After a week dominated by talk of spying and subterfuge, a saga that shows no signs of abating, the immediate focus switches back to the track and a title fight that remains too close to call.
McLaren's double world champion Fernando Alonso senses the momentum is with him after winning the previous race in Germany to move just two points behind 22-year-old rookie team mate Lewis Hamilton with seven rounds left.
The Spaniard, who turned 26 on Sunday, can now seize the outright lead for the first time since April at the circuit where he took his first grand prix victory as a 22-year-old with Renault in 2003.
"It was great to take the win in Germany and I hope to achieve the same result in Hungary," he said in a team preview that made no mention of the off-track controversy that still hangs over his team's title prospects.
"The track will always be special to me. I usually enjoy the race."
With overtaking difficult at the best of times at one of the slowest of circuits, Alonso will have to make sure that he outqualifies both Hamilton and the Ferraris.
Ferrari's Felipe Massa, swept aside by Alonso in a wheel-banging finale at the Nuerburgring, will be out for revenge.
The Brazilian is nine points behind Alonso.
Ferrari are 27 adrift of McLaren, who emerged unscathed from a hearing of the governing body last Thursday that found them to have been in unauthorised possession of Ferrari technical information.

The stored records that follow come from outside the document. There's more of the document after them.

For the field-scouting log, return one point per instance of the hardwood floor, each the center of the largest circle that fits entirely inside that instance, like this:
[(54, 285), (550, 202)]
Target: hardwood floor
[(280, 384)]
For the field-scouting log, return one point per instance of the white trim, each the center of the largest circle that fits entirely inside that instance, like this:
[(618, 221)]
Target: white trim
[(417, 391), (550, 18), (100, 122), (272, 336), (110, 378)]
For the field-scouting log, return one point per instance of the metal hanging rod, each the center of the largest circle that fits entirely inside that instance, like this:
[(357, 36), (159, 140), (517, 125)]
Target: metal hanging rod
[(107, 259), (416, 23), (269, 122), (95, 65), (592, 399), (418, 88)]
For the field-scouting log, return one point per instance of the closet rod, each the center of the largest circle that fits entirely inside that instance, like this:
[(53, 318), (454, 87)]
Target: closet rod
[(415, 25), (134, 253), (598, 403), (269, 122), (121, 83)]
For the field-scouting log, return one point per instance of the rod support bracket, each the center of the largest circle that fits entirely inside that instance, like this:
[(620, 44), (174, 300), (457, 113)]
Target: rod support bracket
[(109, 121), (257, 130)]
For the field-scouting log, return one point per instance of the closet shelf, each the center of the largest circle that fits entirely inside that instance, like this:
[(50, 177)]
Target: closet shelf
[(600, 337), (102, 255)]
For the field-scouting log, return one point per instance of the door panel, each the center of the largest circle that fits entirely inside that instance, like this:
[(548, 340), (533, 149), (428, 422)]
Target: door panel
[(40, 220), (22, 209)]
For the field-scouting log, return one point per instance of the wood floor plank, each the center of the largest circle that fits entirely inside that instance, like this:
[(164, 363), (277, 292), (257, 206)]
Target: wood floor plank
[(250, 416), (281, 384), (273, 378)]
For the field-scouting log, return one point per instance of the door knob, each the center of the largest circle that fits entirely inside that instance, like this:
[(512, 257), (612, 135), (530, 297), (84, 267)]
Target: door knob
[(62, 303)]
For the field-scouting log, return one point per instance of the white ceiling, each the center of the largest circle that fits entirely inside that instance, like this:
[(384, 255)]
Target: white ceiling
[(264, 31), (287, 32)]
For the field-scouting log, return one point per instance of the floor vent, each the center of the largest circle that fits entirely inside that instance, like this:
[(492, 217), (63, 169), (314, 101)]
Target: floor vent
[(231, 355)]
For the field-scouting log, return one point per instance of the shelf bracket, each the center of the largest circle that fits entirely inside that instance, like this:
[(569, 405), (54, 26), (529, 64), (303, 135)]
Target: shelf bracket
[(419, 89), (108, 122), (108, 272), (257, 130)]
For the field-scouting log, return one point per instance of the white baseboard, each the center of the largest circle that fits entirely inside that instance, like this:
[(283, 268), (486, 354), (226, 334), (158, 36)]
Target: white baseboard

The affair will now go to appeal.
Hamilton, the Briton whose nine race run of podium finishes came to an end with ninth place at the Nuerburgring, will be doing all he can to keep the lead through the summer break.
"We have as good a chance as anyone at the race," he said.
"We have a great car and it is important that I go with a clear mind and the same approach as normal but there is no reason why we can't go there and win."
Throw Ferrari's Kimi Raikkonen, winner here with McLaren in 2005 and runner-up in 2003, into the Hungaroring and Sunday promises to be another full-on four-way battle.
Raikkonen, a three-times winner, needs another victory to haul himself back into the reckoning after a retirement at the Nuerburgring left him 18 points off the lead.
Briton Jenson Button, who took an emotional first win for Honda on a wet afternoon in Hungary last year, can expect to finish way down the order this time.
He and Honda have only a point since the end of last season and even eighth place would be something to celebrate.
"Obviously it will be quite a different race for us this year but hopefully we can keep up the steady progress we have been making and take another step forward," said Button.
The starting grid will see two new faces from the last race, with 20-year-old German Sebastian Vettel replacing American Scott Speed at Toro Rosso and Japan's Sakon Yamamoto at tail-enders Spyker.